"I'm sorry for your loss," she said gently. The politeness and sympathy were without a trace of irony. "And you, Mr. Casio.
How am I to blame for your daughter?"
" She was murdered along with the crew of the same ship, only then it was called the San Marino."
"Yes, I recall," said Min Koryo, dropping all pretense. "The girl with the stolen money."
Pitt stared into the old woman's face, examining it. The blue eyes were bright and glistening, and the skin was smooth, with only a bare hint of aging lines. She must have truly been a beautiful woman once. But beneath the veneer Pitt detected ugliness, a cesspool locked in ice. There was a black malignity inside her that filled him with contempt.
"I suppose you've smashed so many lives," he said, "you've become immune to human suffering. The mystery is how you got away with it for so long."
"You have come to arrest me?" she asked.
"No," Casio answered stonily. "To kill you."
The piercing eyes blazed briefly. "My security people will come through the door any second."
"We've already eliminated the guard at the receptionist's desk and the one outside your door. As to others"-Casio paused and pointed a finger at a TV camera mounted above her bed-"I've reprogrammed the tapes. Your guards at the monitors are watching whatever occurred in your bedroom a week ago last night."
"My grandson will hunt you both down, and your punishment will not be quick."
"Lee Tong is dead," Pitt informed her, relishing every syllable.
The face altered. Now the blood flowed out of it and it became a pale yellow. But not with the emotions of shock and hurt, Pitt thought. She was waiting, waiting for something. Then the flicker of expectancy vanished as quickly as it had come.
"I do not believe you," she said at last.
"He sank with the laboratory barge after I shot him."
Casio moved around to the side of the bed. "You must come with us now."
"May I ask where you're taking me?" The voice was still soft and gracious. The blue eyes remained set.
They didn't notice her right hand move beneath the covers.

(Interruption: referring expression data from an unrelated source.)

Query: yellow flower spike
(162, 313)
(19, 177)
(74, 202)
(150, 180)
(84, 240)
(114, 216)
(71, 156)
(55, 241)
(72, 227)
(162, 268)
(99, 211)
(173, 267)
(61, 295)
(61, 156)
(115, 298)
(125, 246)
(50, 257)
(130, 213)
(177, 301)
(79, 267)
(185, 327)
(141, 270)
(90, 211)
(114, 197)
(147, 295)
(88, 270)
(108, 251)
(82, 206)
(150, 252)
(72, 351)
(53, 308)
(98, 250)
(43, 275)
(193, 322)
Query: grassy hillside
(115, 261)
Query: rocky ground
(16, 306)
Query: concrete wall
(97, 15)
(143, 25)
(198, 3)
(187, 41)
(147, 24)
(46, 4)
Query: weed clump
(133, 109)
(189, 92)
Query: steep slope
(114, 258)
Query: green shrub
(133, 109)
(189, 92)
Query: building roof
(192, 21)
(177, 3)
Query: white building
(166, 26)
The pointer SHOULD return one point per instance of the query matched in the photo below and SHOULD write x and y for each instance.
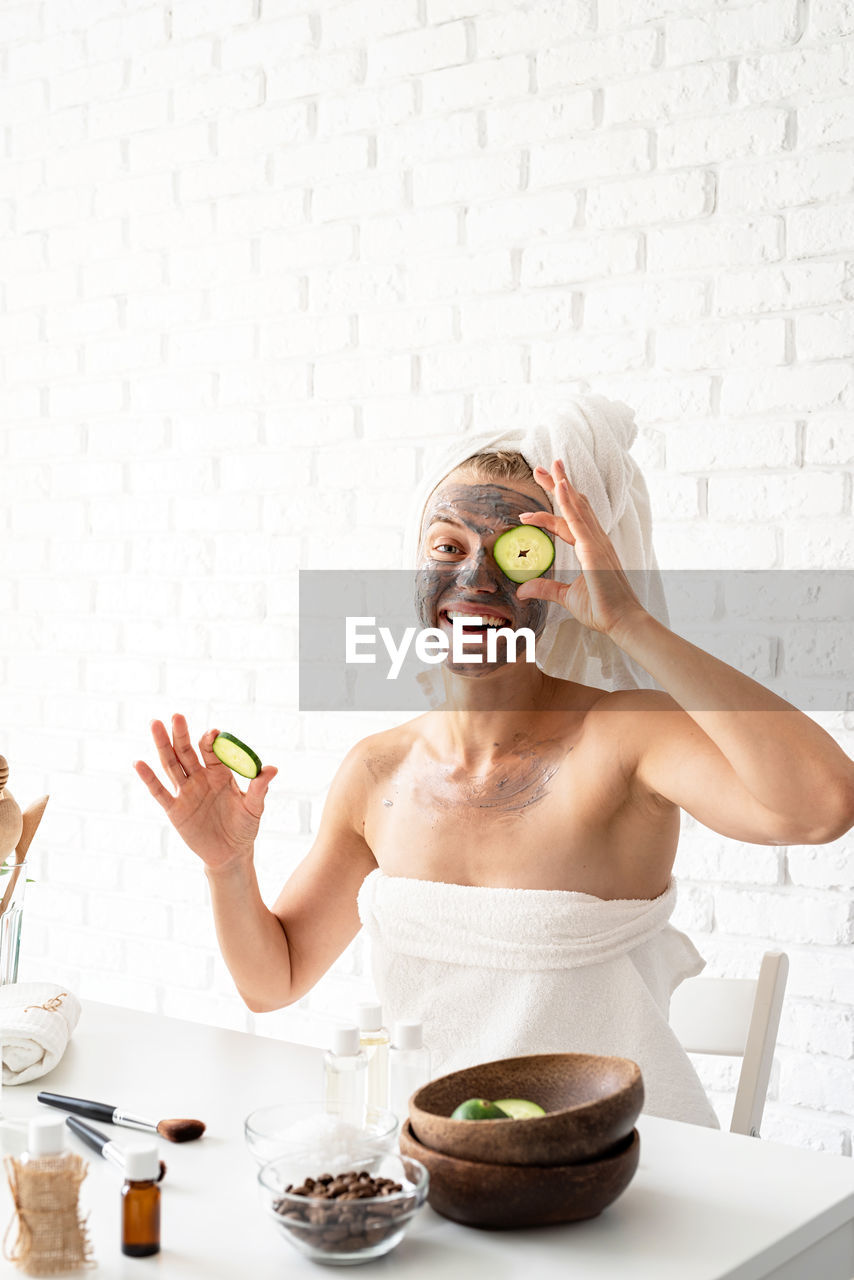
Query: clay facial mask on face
(457, 571)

Pitt never really accounted for the instinctive move that saved his life. Maybe it was the sudden realization that the TV camera was not exactly shaped like a camera. Maybe it was the complete absence of fear in Min Koryo, or the aura that she was in firm command, but as the beam of light stabbed out from above her bed, he pitched himself to the floor.

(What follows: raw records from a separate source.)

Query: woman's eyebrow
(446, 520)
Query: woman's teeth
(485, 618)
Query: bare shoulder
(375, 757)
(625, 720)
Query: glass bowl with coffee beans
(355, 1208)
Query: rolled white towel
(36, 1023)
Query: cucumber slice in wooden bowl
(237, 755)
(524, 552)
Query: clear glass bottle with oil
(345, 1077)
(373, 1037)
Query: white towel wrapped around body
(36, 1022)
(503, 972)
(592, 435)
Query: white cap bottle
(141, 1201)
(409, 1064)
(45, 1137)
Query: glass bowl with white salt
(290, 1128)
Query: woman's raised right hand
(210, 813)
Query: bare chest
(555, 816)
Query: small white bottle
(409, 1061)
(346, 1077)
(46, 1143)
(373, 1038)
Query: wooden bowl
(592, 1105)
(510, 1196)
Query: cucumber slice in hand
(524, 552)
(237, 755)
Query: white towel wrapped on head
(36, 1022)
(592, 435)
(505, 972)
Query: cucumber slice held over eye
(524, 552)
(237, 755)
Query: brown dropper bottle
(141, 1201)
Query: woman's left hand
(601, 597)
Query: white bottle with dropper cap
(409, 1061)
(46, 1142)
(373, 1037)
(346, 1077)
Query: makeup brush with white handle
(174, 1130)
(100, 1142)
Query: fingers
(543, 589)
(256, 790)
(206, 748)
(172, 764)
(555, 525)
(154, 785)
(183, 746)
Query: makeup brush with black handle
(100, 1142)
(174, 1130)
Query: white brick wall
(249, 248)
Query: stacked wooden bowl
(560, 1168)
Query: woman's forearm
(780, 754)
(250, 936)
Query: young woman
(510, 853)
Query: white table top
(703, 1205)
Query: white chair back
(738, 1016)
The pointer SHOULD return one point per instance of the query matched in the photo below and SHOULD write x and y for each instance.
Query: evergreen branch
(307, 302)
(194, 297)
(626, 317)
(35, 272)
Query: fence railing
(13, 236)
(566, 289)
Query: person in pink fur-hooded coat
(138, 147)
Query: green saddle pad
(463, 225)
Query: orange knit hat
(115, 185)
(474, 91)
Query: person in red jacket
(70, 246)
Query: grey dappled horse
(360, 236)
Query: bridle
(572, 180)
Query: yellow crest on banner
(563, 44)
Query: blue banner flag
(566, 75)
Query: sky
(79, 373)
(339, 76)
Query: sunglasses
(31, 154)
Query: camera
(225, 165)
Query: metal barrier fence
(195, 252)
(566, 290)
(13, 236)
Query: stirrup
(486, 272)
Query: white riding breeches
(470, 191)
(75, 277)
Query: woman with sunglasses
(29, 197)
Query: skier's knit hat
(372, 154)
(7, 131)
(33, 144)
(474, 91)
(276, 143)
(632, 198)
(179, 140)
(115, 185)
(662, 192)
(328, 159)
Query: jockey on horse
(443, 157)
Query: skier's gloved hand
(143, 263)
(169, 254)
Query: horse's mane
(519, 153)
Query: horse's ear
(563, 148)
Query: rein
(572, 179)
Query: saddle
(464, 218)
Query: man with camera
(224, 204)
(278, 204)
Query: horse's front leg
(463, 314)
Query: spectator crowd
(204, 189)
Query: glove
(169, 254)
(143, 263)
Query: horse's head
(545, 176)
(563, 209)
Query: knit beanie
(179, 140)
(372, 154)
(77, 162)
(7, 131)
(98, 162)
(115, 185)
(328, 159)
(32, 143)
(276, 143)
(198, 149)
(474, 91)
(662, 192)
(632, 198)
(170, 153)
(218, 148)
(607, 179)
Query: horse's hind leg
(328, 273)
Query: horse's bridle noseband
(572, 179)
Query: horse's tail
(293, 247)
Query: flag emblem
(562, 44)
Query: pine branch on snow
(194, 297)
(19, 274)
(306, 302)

Pitt rolled to his side, tugging the automatic from his coat. Out of the corner of his eye he saw the laser beam sweep the room, cutting through furniture, scorching the draperies and wallpaper with a needle-thin spear of energy. The gun was in his hands, blasting away at the electron amplifier. At his fourth shot, the beam blinked out.
Casio was still standing. He reached out toward Pitt and then stumbled and fell. The laser had cut through his stomach as neatly as a surgeon's scalpel. He twisted over on his back and stared up.

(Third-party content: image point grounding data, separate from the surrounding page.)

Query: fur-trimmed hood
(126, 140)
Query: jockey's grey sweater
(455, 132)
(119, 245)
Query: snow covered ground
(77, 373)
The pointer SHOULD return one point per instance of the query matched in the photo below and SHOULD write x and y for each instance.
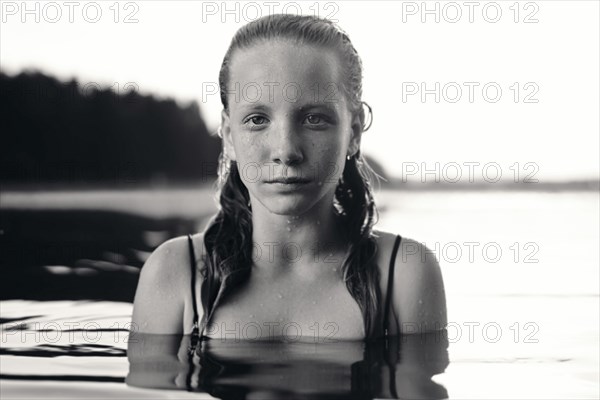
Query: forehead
(279, 71)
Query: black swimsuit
(196, 334)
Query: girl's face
(288, 127)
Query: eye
(256, 121)
(316, 120)
(313, 119)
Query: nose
(287, 147)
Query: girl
(291, 252)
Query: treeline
(63, 132)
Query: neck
(303, 243)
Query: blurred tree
(61, 132)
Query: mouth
(289, 181)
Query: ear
(226, 134)
(355, 134)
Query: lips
(289, 180)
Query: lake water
(521, 272)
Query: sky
(459, 90)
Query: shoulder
(418, 296)
(161, 296)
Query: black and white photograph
(300, 200)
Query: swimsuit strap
(194, 267)
(390, 285)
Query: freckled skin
(286, 137)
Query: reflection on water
(400, 367)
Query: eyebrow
(311, 106)
(304, 108)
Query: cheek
(329, 163)
(248, 148)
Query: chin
(288, 206)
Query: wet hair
(228, 236)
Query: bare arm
(419, 295)
(159, 301)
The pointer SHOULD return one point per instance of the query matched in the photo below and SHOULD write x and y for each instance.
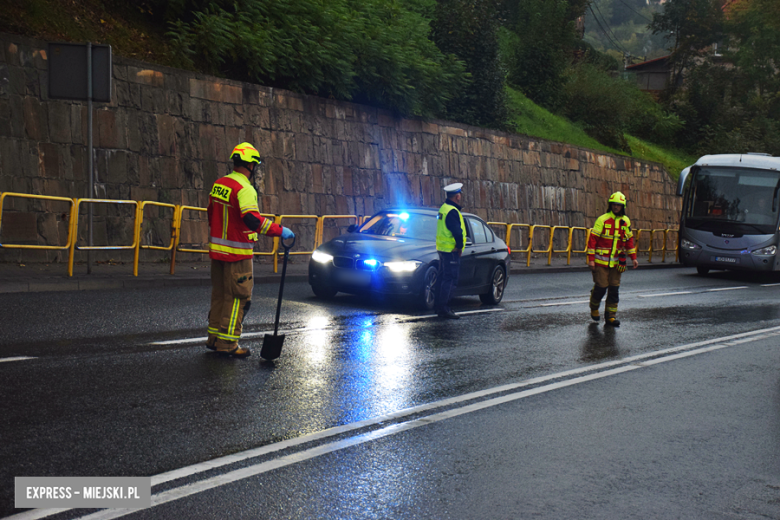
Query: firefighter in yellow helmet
(234, 225)
(610, 241)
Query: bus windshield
(734, 200)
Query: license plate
(353, 277)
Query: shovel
(272, 345)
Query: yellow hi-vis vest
(445, 242)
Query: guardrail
(75, 226)
(657, 242)
(71, 218)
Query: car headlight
(769, 251)
(687, 244)
(403, 267)
(321, 258)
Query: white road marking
(629, 364)
(17, 358)
(245, 335)
(563, 303)
(663, 294)
(251, 335)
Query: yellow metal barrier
(549, 244)
(676, 244)
(177, 219)
(528, 249)
(552, 247)
(276, 239)
(175, 245)
(139, 224)
(275, 247)
(75, 228)
(73, 211)
(506, 230)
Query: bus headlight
(321, 258)
(403, 267)
(768, 251)
(687, 244)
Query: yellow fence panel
(276, 239)
(72, 214)
(584, 250)
(177, 220)
(75, 228)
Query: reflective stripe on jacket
(230, 199)
(610, 235)
(445, 242)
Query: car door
(480, 252)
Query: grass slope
(135, 31)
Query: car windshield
(743, 198)
(402, 224)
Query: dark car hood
(382, 247)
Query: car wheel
(428, 292)
(323, 291)
(497, 285)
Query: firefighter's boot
(596, 294)
(610, 317)
(232, 349)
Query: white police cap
(452, 189)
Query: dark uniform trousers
(231, 295)
(449, 269)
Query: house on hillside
(652, 76)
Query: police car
(394, 253)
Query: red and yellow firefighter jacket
(610, 236)
(230, 239)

Casio was seconds away from death. Pitt wanted to say something, but he couldn't get the words out.
The case-hardened old investigator raised his head; his voice came in a rasping whisper. "The elevator . . . code four-one-onesix." And then his eyes went sightless and his breathing ceased.
Pitt took the transmitter from Casio's pocket, rose and trained the automatic just ten inches from Min Koryo's heart. Her face was locked in a fearless smile. Then Pitt lowered the gun and reached under the covers and silently lifted her out of the bed into her wheelchair.
She made no move to resist, spoke no words of defiance. She sat, wizened and mute, as Pitt pushed her into the corridor and onto a small lift that lowered them to the office floor. When they reached the reception lobby, she noted the unconscious security guard and looked up at him.
"What now, Mr. Pitt?"
"The final curtain for Bougainville Maritime," he said. "Tomorrow your rotten business will be no more. Your Oriental art objects will be given away to museums. A new tenant will come in and redecorate your offices and living quarters. In fact, your entire fleet of ships will be sold off. From now on the name of Bougainville will be nothing but a distant memory in newspaper microfilm files. No friends or relatives will mourn you, and I'll personally see that you're buried in a potter's field with no marker."
At last he had broken through and her face revealed a searing hate. "And your future, Mr. Pitt?"
He grinned. "I'm going to rebuild the car you blew up."
She weakly lifted herself from the wheelchair and spat at him.